Others rallied on street corners and the crowds spread out through the downtown core. Educators like Laura Bartholomew, Karin Grigsby and Morena Zelada from Toluca Lake Elementary School in North Hollywood carried signs with their school’s mascot wielding a lightsaber.

They said the strike is not about their pay.

Bartholomew said cutbacks in the district began in 2008 during the recession, but services that were cut were never restored. These include a full-time school nurse, counselors and teacher’s aides that are now shared by multiple classrooms.

Resources that would have once gone to public schools have been siphoned off by private charter schools, the teachers said.

“Our concern is that most of our school board and our superintendent have an agenda to privatize education,” said Bartholomew, who teaches first grade. “Part of this is the regulation of charter schools. They’re not held to the same standards that public schools are held to.

Zelada said special education teachers like herself only have a nurse available once a week, which means teachers are now required to administer medications.

Grigsby added: “I was trained a few weeks ago on how to administer an EpiPen. I have a student who has asthma and he might need his EpiPen and I’m nervous about that because I’m not a nurse, I’m a teacher.”

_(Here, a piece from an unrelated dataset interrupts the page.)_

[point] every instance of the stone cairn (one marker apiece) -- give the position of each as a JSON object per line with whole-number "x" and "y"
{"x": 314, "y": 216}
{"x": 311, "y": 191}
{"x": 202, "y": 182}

In the last decade, the number of charter schools has increased by 150 percent in California and show no signs of slowing down, according to the state Department of Education.

The union wants the district to use its reserve funding to help alleviate the exodus of students from public schools, but in a Wall Street Journal op-ed published on Tuesday Beutner said the district will need all of reserve funding – nearly $2 billion – to avoid insolvency.

This is the first strike in 30 years at LA Unified. The 1989 strike lasted nine days before a deal was reached.